Ms. Portman is recognized as an impressive actress, but her political views and the timing of her political statement would not receive an Oscar.  Portman may not be obsessed by the question of the Holocaust, but other contrary views appeared virtually simultaneously.  The Holocaust issue was ignited about the same time of her statement by non-Jews in two ways: one by the notorious British Holocaust denier David Irving, the other by the publication of extraordinary heartrending photographs of the humiliation and murder of Jews in Ukraine during World War II.

With brazen immodesty, David Irving sells himself as the world’s most respected historian and the world’s top expert on World War II.  Most of the world thinks otherwise.  He lost a court case when in 1996 he sued Professor Deborah Lipstadt and Penguin Books for defamation concerning his denial of the existence of Nazi gas chambers.  In another case, he was sentenced to three years' imprisonment by an Austrian court in 2006 for denying the Holocaust.

In London in late July 2015, Irving addressed a secret meeting of 120 fascist sympathizers and neo-Nazis, some of whom wore black T-shirts with the logos of European fascist groups, with others dressed in camouflage with chains.  Other speakers at this gathering of the most well-known international Holocaust deniers included an individual who describes himself as the “best friend” of Rudolf Hess and the American Mark Weber, director of the Institute for Historical Review and publisher of a journal that promotes Holocaust denial.

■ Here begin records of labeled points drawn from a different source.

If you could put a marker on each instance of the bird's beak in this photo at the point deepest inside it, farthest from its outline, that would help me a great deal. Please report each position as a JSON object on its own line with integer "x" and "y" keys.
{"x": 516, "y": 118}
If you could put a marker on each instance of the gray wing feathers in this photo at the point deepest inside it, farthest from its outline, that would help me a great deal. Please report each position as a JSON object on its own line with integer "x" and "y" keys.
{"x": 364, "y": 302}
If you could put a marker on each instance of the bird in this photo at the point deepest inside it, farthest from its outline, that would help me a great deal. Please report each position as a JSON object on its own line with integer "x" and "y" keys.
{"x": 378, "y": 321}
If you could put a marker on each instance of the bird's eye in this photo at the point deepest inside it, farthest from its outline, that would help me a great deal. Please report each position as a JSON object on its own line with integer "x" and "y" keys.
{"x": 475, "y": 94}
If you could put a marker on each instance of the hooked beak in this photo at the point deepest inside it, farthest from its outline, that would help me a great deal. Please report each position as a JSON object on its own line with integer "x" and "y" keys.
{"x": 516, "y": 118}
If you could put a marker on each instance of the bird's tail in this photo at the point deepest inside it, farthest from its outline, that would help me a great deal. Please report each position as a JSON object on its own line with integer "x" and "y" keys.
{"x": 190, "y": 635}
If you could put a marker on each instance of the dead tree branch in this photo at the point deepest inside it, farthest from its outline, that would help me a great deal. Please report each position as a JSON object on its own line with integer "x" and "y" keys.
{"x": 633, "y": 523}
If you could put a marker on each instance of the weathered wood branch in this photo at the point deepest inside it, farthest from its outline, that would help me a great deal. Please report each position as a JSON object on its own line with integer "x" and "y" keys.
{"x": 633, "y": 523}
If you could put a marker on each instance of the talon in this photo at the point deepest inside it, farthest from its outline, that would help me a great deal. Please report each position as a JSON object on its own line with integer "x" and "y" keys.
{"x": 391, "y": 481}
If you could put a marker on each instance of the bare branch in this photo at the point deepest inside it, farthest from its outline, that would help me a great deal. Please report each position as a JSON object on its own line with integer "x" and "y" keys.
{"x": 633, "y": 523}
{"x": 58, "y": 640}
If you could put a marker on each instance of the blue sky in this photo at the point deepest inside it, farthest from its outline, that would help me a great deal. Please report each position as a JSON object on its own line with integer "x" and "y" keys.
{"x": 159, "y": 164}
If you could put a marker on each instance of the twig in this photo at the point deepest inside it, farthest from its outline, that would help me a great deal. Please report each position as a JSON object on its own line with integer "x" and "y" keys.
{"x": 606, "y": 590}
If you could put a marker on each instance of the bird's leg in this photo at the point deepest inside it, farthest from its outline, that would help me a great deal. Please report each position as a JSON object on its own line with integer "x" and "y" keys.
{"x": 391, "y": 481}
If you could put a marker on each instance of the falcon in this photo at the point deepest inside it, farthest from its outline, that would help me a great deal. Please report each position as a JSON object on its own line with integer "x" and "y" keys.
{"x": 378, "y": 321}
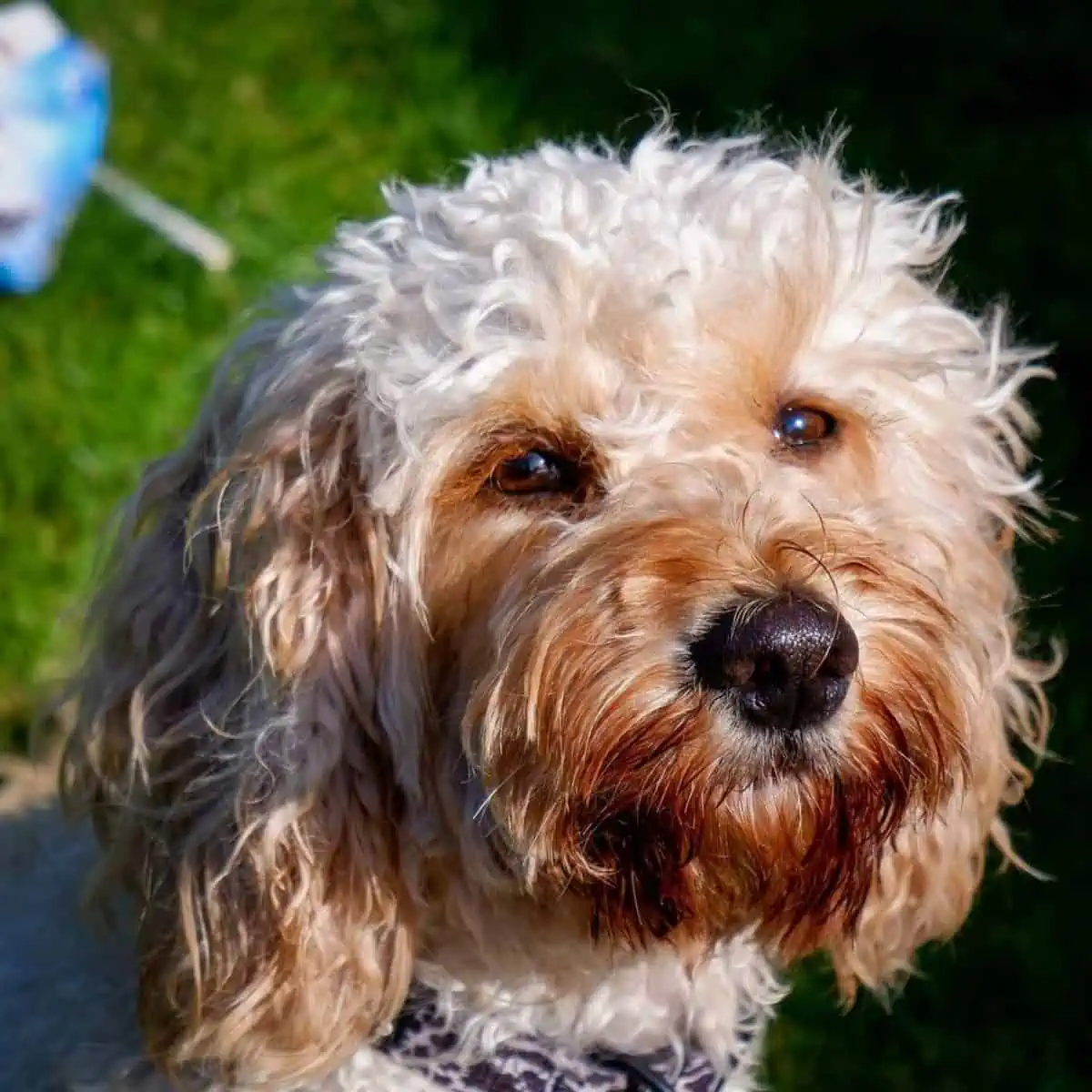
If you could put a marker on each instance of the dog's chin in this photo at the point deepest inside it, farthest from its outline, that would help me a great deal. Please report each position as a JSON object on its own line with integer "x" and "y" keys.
{"x": 784, "y": 838}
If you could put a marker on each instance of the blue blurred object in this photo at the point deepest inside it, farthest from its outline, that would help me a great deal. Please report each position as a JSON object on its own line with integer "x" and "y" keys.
{"x": 54, "y": 115}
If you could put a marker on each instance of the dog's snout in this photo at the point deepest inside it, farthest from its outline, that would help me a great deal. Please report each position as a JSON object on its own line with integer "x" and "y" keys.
{"x": 785, "y": 663}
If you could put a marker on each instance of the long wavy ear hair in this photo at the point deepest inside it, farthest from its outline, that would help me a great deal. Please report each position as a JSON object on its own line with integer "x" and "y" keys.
{"x": 230, "y": 743}
{"x": 928, "y": 879}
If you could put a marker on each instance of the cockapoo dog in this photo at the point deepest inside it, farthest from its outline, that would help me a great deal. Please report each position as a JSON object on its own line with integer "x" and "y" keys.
{"x": 591, "y": 598}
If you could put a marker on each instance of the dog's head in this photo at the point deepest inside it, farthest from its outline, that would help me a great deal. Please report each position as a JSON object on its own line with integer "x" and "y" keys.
{"x": 627, "y": 541}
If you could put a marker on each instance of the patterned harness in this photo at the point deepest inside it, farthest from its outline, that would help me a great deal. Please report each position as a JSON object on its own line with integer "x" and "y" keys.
{"x": 423, "y": 1041}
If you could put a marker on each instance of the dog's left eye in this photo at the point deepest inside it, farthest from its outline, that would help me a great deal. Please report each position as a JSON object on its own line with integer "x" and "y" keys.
{"x": 535, "y": 472}
{"x": 804, "y": 426}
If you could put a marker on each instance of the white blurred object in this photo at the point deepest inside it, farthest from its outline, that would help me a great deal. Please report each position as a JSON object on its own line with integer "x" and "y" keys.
{"x": 54, "y": 114}
{"x": 211, "y": 249}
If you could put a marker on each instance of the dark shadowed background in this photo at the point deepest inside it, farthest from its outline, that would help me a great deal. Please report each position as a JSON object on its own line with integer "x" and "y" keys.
{"x": 271, "y": 120}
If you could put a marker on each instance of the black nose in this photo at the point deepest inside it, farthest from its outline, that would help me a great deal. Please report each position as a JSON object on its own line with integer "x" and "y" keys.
{"x": 785, "y": 663}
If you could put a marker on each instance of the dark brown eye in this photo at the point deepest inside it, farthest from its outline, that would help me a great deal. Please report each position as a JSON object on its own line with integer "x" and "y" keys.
{"x": 536, "y": 472}
{"x": 804, "y": 426}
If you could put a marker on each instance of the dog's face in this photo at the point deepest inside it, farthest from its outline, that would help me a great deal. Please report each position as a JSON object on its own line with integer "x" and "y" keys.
{"x": 625, "y": 538}
{"x": 715, "y": 610}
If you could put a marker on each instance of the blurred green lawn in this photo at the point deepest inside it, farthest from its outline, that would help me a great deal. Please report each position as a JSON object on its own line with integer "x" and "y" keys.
{"x": 272, "y": 120}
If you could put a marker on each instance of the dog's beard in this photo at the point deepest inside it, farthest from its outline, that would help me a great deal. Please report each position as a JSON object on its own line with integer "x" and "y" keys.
{"x": 614, "y": 780}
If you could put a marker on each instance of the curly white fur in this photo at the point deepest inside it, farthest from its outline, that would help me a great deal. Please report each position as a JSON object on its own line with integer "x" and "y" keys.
{"x": 296, "y": 725}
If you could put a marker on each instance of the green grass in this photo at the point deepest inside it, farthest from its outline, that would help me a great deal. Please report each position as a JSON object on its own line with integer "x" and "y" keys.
{"x": 271, "y": 124}
{"x": 272, "y": 120}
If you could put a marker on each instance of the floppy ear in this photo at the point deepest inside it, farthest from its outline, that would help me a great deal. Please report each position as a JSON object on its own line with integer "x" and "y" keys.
{"x": 928, "y": 878}
{"x": 229, "y": 742}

More startling than the disgraceful ignorance and bigotry of these Holocaust deniers is the publication in August 2015 in the London Daily Mail of evidence of the still not fully revealed enormity of the Holocaust in Ukraine.  This evidence is mainly due to the work of a French Catholic priest, Father Patrick Desbois, consultant to the Vatican and co-founder in 2004 of Yahad-in-Unum, whose objectives are to confront anti-Semitism and to further relations between Catholics and Jews.

Desbois, a forensic anthropologist, published Holocaust by Bullets, on the Nazi mobile units that killed the Jewish population of small villages.  Over the last decade he has been concerned with identifying and locating mass graves of Jews killed during the Holocaust in Eastern Europe.  Through careful research in Russia, Germany, and Washington, D.C., and by inspections of villages across the Ukraine and Eastern Europe and interviews with residents, Father Desbois and his team of Yahad-in-Unum have uncovered 2,000 mass killing sites in the continent of extermination.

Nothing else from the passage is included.